PayPal ties itself in censorious knots
Payment processor giant PayPal has twice had to backtrack recently from an apparent attempts at censoring its users.
October 10, 2022
Payment processor giant PayPal has twice had to backtrack recently from an apparent attempts at censoring its users.
Late last week the Daily Wire reported on a raft of new PayPal policies, scheduled to be implemented on 3 November, among which were the ability to unilaterally take $2,500 from the account of its users every time they violate its acceptable use policy. There were also some additions to the list of things deemed to be violations, including the promotion of misinformation.
Since misinformation is a very nebulous term, defined almost entirely by the person using it, the story attracted a lot of attention. But the real escalation was PayPal’s decision to start fining its users, thus putting any funds of theirs held by the company at immediate risk, without any clear recourse to the legal system or any other kind of due process. This remarkable move received immediate backlash, including from its former President and one of its famous founders.
That seems to have been enough to persuade PayPal into an immediate retreat, with the company sending the Daily Wire the following statement: “An [Accepted Use Policy] notice recently went out in error that included incorrect information. PayPal is not fining people for misinformation and this language was never intended to be inserted in our policy. We’re sorry for the confusion this has caused.”
We’ll let you decide how plausible that statement is, but the supposed mistake was far from a typo. At the very least, presumably, it was something they were contemplating but hadn’t made a final decision on. It seems more likely, however, that it wasn’t a mistake and they just didn’t anticipate such a strong backlash, so have suspended the update to let the crisis blow over. Any subsequent attempt to introduce unilateral fines, especially for ill-defined infractions, will hopefully be treated with the same level of outrage.
This drama came just weeks after PayPal permanently closed three of its accounts owned by UK journalist Toby Young. Among his interests are a website that focuses on questioning conventional wisdom, especially on the Covid pandemic and on the climate, and the Free Speech Union, which offers support and legal assistance to people persecuted for their opinions. It seems one of those, probably the former, was deemed to transgress one of PayPal’s metastasising mass of rules, so the decision was made to unilaterally close all accounts associated with him.
Unsurprisingly, Young was able to share his plight with much of the UK media, resulting in many prominent UK figures, including 42 MPs, speaking out in opposition to the move. Eventually PayPal caved in to the pressure and restored the accounts, not before muttering something about ‘misinformation’ when pressed by the media to justify its actions.
So twice in the space of a month PayPal has made clumsy attempts to censor what it considers to be misinformation by its users and both times it has not only been forced into a humiliating retreat, but has suffered significant reputational damage as a result. Why would an otherwise apparently well-run and professional organisation continue with such acts of self-harm? The answer way lie with politicians.
For years now law-makers, especially in the US, have been pressuring social media companies to censor content they don’t like. But why worry about social media when you can effectively exclude the wielders of undesired opinions from the digital economy and the internet entirely? It’s quite possible that the decision of AWS to cancel the social media site Parler in early 2021 demonstrated to them the full extent to which a few tech giants control nearly everything these days.
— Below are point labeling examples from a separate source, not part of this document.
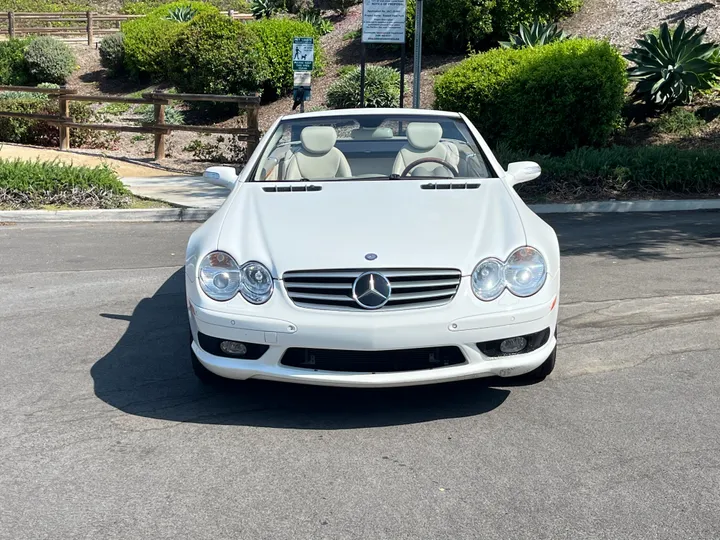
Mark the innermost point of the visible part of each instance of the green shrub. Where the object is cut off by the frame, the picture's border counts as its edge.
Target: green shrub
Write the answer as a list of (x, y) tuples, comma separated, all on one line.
[(679, 122), (112, 53), (275, 39), (13, 69), (26, 184), (150, 41), (480, 19), (545, 99), (618, 169), (49, 60), (382, 89), (217, 55)]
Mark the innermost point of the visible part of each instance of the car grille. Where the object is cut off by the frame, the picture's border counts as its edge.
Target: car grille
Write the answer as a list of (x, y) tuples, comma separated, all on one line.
[(373, 361), (411, 288)]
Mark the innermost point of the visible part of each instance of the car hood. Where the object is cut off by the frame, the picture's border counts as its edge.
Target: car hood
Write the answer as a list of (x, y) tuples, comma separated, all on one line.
[(336, 224)]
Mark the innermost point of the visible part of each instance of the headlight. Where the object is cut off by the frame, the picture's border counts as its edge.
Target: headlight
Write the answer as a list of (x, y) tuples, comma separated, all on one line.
[(219, 276), (256, 283), (523, 274)]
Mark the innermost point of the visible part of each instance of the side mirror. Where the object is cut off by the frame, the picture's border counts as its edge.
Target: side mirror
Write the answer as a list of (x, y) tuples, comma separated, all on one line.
[(523, 171), (221, 176)]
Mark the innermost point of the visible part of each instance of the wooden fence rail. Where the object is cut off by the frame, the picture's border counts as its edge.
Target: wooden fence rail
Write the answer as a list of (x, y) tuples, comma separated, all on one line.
[(158, 127), (87, 23)]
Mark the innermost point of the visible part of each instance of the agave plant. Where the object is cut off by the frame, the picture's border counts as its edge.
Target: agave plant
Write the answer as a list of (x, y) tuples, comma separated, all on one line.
[(263, 8), (182, 14), (534, 36), (669, 67)]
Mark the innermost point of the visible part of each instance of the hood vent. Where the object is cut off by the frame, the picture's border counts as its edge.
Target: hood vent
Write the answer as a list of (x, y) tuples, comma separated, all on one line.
[(449, 186), (288, 189)]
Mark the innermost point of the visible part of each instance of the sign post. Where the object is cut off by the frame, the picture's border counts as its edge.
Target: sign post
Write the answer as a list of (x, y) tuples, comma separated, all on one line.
[(303, 64), (383, 22)]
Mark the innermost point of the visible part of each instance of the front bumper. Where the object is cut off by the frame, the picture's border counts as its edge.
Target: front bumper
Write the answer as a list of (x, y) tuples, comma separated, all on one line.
[(412, 329)]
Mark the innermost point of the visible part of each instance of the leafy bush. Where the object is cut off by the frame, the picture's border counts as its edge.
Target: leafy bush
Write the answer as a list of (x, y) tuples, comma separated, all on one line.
[(13, 69), (33, 183), (534, 36), (217, 55), (671, 66), (49, 60), (679, 122), (481, 19), (149, 41), (544, 99), (382, 89), (275, 39), (112, 53), (618, 169)]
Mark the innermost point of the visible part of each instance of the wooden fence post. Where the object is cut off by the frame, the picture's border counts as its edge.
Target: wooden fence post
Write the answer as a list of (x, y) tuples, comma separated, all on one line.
[(253, 128), (64, 105), (160, 137), (91, 37)]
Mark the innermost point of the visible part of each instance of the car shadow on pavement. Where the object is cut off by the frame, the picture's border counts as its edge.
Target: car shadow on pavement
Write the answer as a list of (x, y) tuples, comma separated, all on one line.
[(148, 373)]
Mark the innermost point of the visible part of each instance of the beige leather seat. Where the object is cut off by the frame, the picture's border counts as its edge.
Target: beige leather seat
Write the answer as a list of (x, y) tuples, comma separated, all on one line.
[(318, 159), (424, 141)]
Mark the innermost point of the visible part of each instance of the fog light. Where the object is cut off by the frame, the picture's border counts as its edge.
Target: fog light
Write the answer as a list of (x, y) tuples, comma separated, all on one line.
[(513, 345), (233, 348)]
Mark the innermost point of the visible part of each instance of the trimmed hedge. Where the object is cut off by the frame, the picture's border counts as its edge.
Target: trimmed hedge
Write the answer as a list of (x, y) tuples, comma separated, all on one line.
[(217, 55), (49, 60), (547, 99), (619, 169), (150, 41), (275, 39), (451, 26), (13, 69), (35, 183), (382, 89)]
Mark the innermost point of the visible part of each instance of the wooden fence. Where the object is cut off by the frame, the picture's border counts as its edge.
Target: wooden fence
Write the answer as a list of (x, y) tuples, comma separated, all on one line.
[(158, 127), (71, 24)]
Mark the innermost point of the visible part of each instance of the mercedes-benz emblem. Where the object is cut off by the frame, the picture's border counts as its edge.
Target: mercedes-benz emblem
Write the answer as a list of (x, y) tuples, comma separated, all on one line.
[(371, 290)]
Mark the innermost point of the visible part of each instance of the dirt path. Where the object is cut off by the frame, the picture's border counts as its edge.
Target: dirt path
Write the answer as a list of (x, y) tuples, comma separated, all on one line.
[(622, 21)]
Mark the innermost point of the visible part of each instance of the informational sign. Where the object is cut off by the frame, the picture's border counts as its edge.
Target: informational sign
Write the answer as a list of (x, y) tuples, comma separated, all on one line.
[(384, 21), (303, 54)]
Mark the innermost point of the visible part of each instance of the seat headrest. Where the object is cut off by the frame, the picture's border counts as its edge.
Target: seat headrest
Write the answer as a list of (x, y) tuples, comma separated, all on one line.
[(424, 135), (318, 139), (366, 134)]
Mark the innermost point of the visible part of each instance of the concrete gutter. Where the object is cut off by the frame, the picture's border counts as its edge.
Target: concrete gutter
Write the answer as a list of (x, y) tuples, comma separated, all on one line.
[(199, 215)]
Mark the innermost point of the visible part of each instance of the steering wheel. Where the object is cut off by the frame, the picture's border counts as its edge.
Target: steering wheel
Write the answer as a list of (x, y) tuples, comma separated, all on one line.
[(449, 166)]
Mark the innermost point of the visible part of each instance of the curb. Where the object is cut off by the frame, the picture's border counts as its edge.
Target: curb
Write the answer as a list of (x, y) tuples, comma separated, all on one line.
[(199, 215), (140, 215)]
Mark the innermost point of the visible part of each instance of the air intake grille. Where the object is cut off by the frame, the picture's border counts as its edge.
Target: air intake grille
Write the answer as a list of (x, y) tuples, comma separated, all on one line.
[(411, 288)]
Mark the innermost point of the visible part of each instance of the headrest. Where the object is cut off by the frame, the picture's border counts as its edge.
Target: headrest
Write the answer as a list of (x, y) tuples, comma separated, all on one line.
[(366, 134), (424, 135), (318, 139)]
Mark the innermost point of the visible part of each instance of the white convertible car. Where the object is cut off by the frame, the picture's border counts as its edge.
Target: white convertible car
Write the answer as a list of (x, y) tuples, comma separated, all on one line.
[(372, 248)]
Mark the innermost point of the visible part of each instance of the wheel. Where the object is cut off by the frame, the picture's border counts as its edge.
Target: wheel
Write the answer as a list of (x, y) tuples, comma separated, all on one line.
[(201, 372)]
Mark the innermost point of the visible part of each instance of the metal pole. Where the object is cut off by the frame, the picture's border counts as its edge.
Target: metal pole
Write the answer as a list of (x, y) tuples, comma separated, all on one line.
[(418, 54), (402, 75), (362, 75)]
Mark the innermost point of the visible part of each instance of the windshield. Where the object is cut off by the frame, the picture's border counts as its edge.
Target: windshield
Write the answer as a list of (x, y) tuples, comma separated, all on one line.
[(357, 147)]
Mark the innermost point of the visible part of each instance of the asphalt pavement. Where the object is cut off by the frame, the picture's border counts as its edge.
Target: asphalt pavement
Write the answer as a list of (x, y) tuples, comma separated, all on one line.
[(105, 433)]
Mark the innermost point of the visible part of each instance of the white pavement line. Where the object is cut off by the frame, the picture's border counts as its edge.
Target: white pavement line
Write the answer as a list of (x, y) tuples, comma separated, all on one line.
[(627, 206), (146, 214)]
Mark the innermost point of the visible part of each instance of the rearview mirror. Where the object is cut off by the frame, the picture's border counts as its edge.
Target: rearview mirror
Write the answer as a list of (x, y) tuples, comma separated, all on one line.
[(221, 176), (523, 171)]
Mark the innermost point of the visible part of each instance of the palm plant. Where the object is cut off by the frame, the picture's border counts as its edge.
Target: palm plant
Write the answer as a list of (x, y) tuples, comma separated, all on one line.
[(536, 35), (182, 14), (672, 65)]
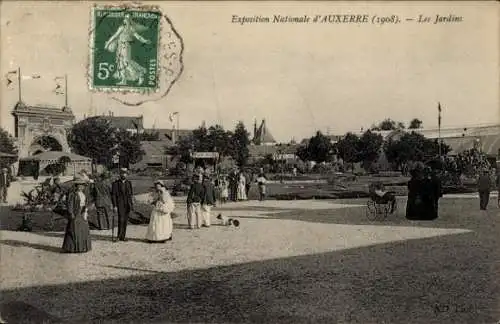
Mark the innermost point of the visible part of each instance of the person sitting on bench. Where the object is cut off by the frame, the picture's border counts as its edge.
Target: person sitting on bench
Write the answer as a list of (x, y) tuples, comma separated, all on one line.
[(384, 197)]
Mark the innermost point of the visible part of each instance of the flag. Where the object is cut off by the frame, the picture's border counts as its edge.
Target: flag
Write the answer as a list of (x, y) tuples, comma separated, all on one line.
[(30, 77), (9, 76), (59, 90)]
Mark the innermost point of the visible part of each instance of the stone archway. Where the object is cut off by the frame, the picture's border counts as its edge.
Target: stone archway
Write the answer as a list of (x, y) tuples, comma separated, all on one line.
[(33, 123)]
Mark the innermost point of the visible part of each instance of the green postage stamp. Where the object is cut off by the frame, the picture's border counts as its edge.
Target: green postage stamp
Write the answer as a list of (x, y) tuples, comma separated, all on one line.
[(125, 49)]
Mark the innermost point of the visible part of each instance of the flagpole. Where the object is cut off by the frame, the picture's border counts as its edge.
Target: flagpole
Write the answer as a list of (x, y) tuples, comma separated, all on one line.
[(19, 82)]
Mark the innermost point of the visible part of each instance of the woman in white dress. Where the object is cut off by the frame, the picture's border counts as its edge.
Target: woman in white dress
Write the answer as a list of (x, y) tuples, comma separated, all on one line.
[(242, 195), (160, 222)]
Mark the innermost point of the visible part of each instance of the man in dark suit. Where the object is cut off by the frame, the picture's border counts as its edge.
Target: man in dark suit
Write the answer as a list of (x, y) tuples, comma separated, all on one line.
[(122, 199), (5, 180)]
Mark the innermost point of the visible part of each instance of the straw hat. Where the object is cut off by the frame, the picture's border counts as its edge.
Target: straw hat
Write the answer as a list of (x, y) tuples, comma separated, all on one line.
[(160, 182)]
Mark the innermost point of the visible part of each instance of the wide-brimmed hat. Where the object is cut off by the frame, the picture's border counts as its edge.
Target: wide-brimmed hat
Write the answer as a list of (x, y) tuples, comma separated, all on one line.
[(160, 182)]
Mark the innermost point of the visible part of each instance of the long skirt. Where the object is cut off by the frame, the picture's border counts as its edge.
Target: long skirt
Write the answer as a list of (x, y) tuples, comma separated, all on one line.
[(77, 236), (421, 208), (160, 227)]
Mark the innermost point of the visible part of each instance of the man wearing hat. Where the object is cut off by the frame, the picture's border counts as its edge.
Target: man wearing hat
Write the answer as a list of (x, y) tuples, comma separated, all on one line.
[(208, 200), (4, 184), (484, 188), (122, 200)]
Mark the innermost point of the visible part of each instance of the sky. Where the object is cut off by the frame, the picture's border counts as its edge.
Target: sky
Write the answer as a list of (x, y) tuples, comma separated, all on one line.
[(299, 77)]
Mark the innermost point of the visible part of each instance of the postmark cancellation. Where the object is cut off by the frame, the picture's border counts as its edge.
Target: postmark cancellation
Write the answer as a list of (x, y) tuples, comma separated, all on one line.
[(135, 52)]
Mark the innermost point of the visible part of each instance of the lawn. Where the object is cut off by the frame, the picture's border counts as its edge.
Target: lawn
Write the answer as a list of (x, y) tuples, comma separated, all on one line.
[(289, 262)]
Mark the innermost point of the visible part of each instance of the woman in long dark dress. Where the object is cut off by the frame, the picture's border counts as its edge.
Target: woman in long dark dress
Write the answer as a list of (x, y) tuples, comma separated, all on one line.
[(77, 235)]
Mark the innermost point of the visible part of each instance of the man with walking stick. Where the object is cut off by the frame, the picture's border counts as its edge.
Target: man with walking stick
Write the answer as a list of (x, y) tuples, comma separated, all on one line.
[(122, 199)]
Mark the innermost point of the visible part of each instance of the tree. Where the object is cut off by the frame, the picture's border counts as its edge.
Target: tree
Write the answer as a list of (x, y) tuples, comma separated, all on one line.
[(213, 139), (7, 143), (369, 148), (220, 141), (413, 147), (93, 137), (240, 140), (348, 148), (415, 123)]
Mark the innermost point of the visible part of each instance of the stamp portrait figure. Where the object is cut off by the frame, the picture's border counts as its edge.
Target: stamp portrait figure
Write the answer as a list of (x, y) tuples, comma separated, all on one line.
[(127, 70)]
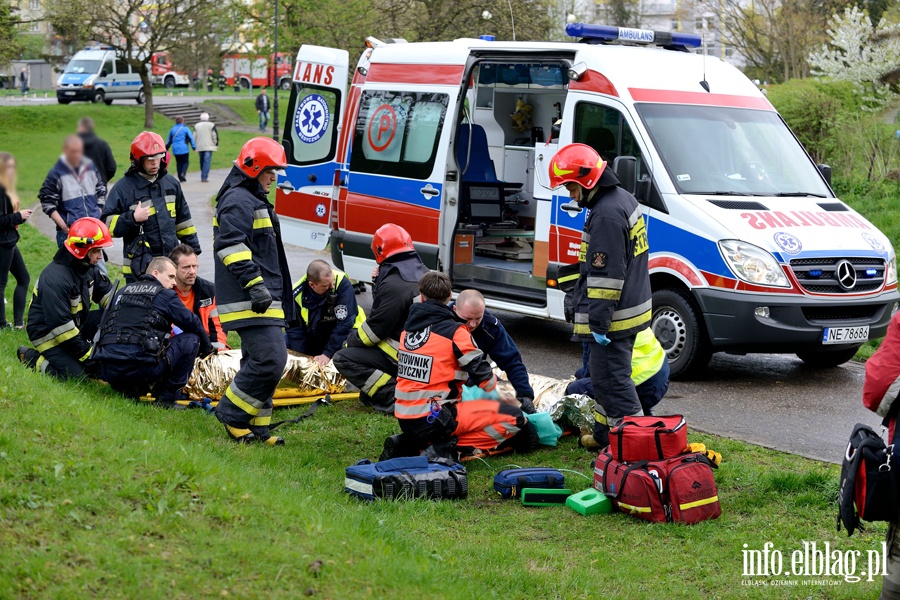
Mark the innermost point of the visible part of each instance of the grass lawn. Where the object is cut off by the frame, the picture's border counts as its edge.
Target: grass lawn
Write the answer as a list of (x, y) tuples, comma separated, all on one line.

It seems plausible that PayPal has been under political pressure to do something about ‘misinformation’, which is pushing it towards undefendable policy changes and enforcement actions. If that’s the case, the same pressure is presumably being applied across the whole of ‘big tech’. The co-opting of digital platform providers to censor their users seems like a clear attempt to circumvent legal due process, so we can only hope one of these clumsy attempts results in solid legal precedent being set before it’s too late.